Jailed Pakistani ex-PM delivers rare AI-crafted speech to online election rally


A screenshot of former Pakistani Prime Minister Imran Khan's virtual rally as seen on the YouTube channel of Pakistan's Tehreek-e-Insaf party, Dec 18, 2023.

The opposition party of Pakistan’s former Prime Minister Imran Khan made history in national politics this week by broadcasting an artificial intelligence-generated video message from the imprisoned leader at an online election rally.

Sunday’s rare virtual rally was live-streamed on YouTube and other social media platforms, drawing more than 1.5 million views. However, the event was marred by internet disruptions, with access to major social media platforms, including Instagram, Facebook, and X, formerly known as Twitter, remaining blocked for several hours for users in Pakistan.

Khan’s Pakistan Tehreek-e-Insaf, or PTI, said it staged the “virtual power show” because the party faces a state-backed crackdown on physical gatherings and a blackout on national mainstream media despite government pledges it would allow all political parties to take part in the February general elections.

“The party that has the support of 75% of the people is being kept out of the electoral process,” Khan claimed in his AI-generated video speech. His party said it was produced from a written version he had approved from prison.

“PTI is not allowed to hold worker conventions or gatherings. Our people are being kidnapped, and their families are also being harassed,” said the 71-year-old former Pakistani leader. He urged his supporters to turn out in large numbers on the election day set for February 8.

Sunday’s internet disruptions and the ongoing crackdown on PTI workers have fueled transparency concerns about the upcoming national elections.

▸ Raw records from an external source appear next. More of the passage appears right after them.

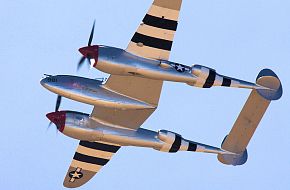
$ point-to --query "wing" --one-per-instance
(154, 36)
(153, 39)
(89, 158)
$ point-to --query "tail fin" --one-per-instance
(255, 107)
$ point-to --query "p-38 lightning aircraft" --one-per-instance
(131, 95)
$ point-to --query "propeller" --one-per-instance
(83, 58)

The state-run Pakistan Telecommunication Authority said it was investigating the connectivity disruptions while the caretaker government, led by Prime Minister Anwaar-ul-Haq Kakar, did not respond to allegations it had ordered the interruptions.

U.K.-based NetBlocks, an independent global internet monitor promoting digital rights, cybersecurity, and governance, confirmed the disrupted internet connectivity in Pakistan.

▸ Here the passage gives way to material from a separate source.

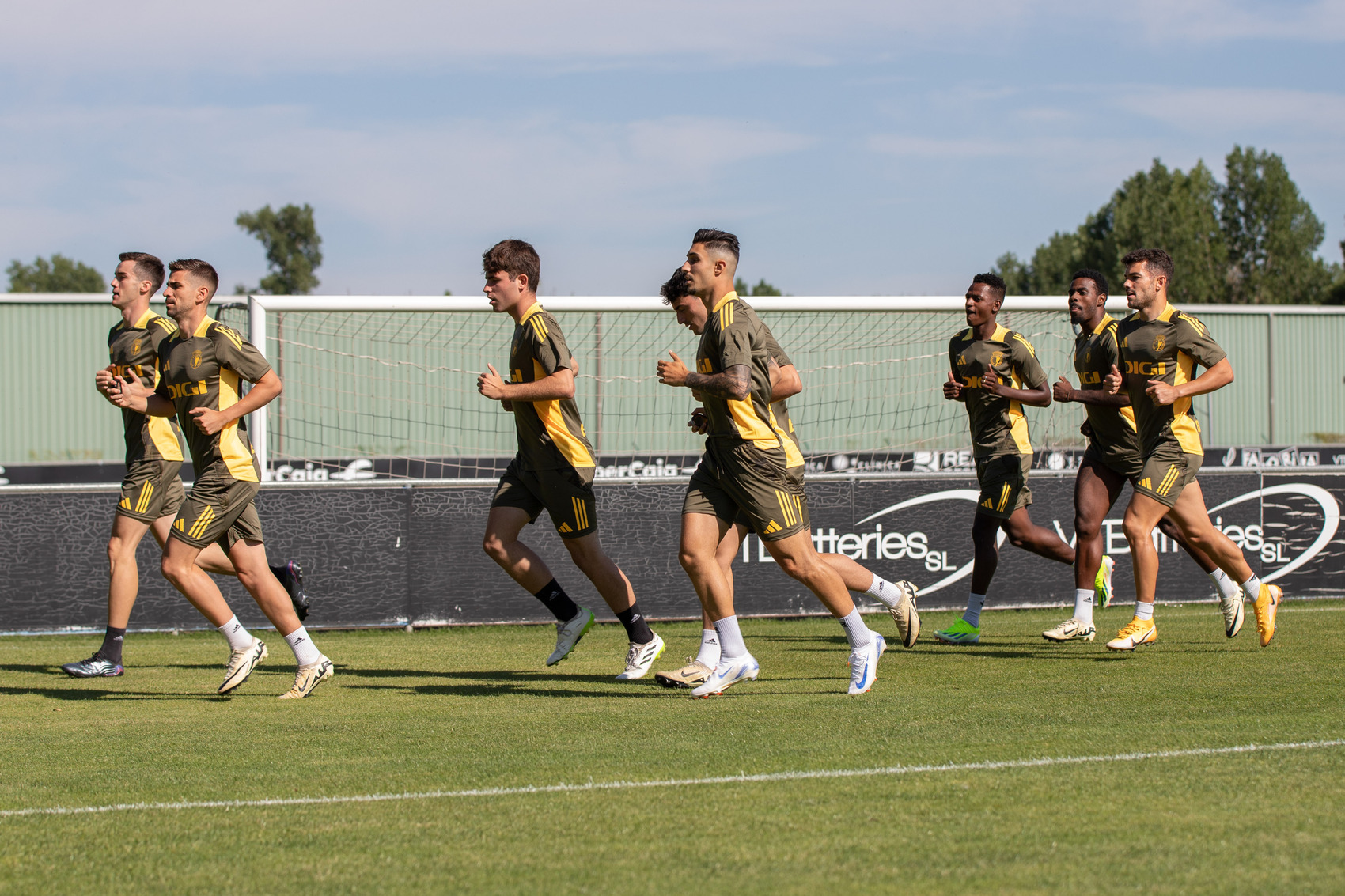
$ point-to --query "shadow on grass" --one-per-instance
(101, 693)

“Metrics show major social media platforms were restricted in #Pakistan for ~7 hours on Sunday evening during an online political gathering; the incident is consistent with previous instances of internet censorship targeting opposition leader Imran Khan and his party PTI,” NetBlocks said on X Monday.

Critics cautioned against using generative AI images and videos in political campaigning, noting that the technology has mainly been used to spread disinformation worldwide.

“What I fear is that PTI may just have opened a can of worms by promoting the use of generative AI in Pakistani politics,” said Asad Baig, the executive director of Media Matters for Democracy, a leading media development and watchdog organization in Pakistan.

“With little to no information literacy in the country, I feel the Pakistani population is very susceptible to falling for AI-based disinformation. Suppose another similar but fake AI-generated video of Imran Khan comes to light, but this time with an inciteful message, imagine the consequences,” Baig told VOA in written comments.

Haroon Baloch at Bytes for All, a Pakistan-based human rights organization promoting the use of technology for sustainable development, democracy, and social justice, said that PTI’s attempt to rally support for the upcoming election through the use of AI technology is “undoubtedly innovative” but could prove challenging in the run-up to the elections.

“PTI, as a popular political force, is not being allowed to actively participate in upcoming general elections, which is an infringement of their constitutional right. Nonetheless, the use of synthetic media will open the floodgates of deep fakes, and they may influence the poll results massively,” said Baloch.

The crackdown on Khan's party began following government allegations that its supporters assaulted army installations during anti-government protests in May this year. It has led to the arrest of scores of PTI leaders and workers, with some facing trials in controversial military courts.

While many PTI members remain in jail and await trial, dozens of others have been freed after publicly denouncing Khan, quitting his party, or joining other groups allegedly under military pressure.

According to public opinion polls, the jailed former prime minister remains the country’s most popular politician, and his party is rated as Pakistan's most considerable political force.

“Cutting off access in Pakistan to the opposition PTI party's online rally will backfire because many months of crackdowns on the party have done nothing to dent its popularity, and also because PTI has such a large support base outside Pakistan. Predictable but wrongheaded move,” Michael Kugelman, director South Asia Institute at Washington’s Wilson Center, wrote on X.

Khan, 71, was removed from power through a parliamentary no-confidence motion in April 2022, a move he rejected as illegal. The deposed leader alleged the United States toppled his government in collusion with the Pakistani military, charges Washington and Islamabad deny.

The cricket star-turned-prime minister has been in a political showdown with the powerful Pakistan military since his ouster, blaming the institution’s repeated interventions in civilian matters for a lack of democratic and economic progress in the country.

Khan has faced dozens of lawsuits filed by authorities, which he claims to be a ploy by the military to prevent his comeback to power because of his advocacy for an independent foreign policy for Pakistan, one free from the influence of the United States.